Charlotta von Liewen (12 October 1683 - 10 January 1735) was a politically active Swedish countess. She was married to riksråd count Gustaf Bonde (1682-1764) and a collaborated with France.

She was the daughter of Bernhard von Liewen and Sigrid Oxenstierna af Croneborg and in 1708 married count Gustaf Bonde (1682–1764). As maid of honor to Princess Hedvig Sophia of Sweden in 1708, she was a part of the group at court who attempted to exile the influential Juliana Schierberg.

Charlotta von Liewen is described as a person with a great informal power position within Swedish politics. She is known to have played a part in the traitor process against Georg Heinrich von Görtz and count Gerhard von Dernath in 1718. They were both loyalists of the Holstein Party, as was her. Charlotta von Liewen managed to arrange a meeting between Dernath, who was supposed to be imprisoned, and Dankwardt, one of the commission's members.
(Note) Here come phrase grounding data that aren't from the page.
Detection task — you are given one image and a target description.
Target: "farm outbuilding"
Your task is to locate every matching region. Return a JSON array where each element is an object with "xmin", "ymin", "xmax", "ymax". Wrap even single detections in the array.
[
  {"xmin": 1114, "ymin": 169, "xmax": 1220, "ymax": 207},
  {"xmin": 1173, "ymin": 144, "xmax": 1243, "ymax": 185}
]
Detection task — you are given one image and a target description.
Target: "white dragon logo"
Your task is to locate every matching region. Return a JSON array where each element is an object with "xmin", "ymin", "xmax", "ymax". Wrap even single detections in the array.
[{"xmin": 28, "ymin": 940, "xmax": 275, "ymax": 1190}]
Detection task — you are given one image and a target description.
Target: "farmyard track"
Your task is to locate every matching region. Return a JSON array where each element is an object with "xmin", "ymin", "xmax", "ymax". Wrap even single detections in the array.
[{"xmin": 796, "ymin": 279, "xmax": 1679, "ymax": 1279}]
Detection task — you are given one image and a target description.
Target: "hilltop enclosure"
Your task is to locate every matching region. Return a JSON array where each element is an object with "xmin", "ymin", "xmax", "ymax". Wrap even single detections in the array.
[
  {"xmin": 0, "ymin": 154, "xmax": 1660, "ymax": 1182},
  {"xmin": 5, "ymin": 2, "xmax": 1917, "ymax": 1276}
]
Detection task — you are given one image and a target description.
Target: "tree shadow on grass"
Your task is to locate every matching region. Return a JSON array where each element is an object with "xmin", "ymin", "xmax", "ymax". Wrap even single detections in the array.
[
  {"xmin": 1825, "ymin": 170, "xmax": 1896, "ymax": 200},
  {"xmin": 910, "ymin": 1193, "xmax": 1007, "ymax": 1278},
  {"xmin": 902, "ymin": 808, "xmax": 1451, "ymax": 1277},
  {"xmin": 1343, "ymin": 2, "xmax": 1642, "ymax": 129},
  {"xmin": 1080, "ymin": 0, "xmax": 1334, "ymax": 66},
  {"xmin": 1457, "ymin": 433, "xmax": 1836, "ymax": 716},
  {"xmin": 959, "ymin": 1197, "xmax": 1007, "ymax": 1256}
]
Dankwardt refused to accept bribes from Dernath. Charlotta von Liewen then had queen Ulrika Eleonora of Sweden fire Dankwardt, after which Dernath was freed.

Charlotta von Liewen is also confirmed to have been an agent of the French ambassador, Charles Louis de Biaudos de Casteja, who was known for his network of agents during his tenure in Sweden, especially female ones, such as Margareta Gyllenstierna and Hedvig Catharina Lillie. Casteja reported that France could use her influence over her spouse by feeding her ambitions for his career. In 1731, Casteja aided her in acquiring an advancement for her spouse, her son, who was in French service, was appointed capten for the French regiment Comte de Saxe and she herself was given a pair of diamond earrings by order of Louis XV of France. She was not the only woman in Sweden to collaborate as an agent for France, but the dealings between Lieven and Casteja was more clearly documented than most.

After her death, the French ambassador reported that Bonde could no longer be expected to act for French interests, for although his next spouse also acquired influence over his policy, she was no friend of France.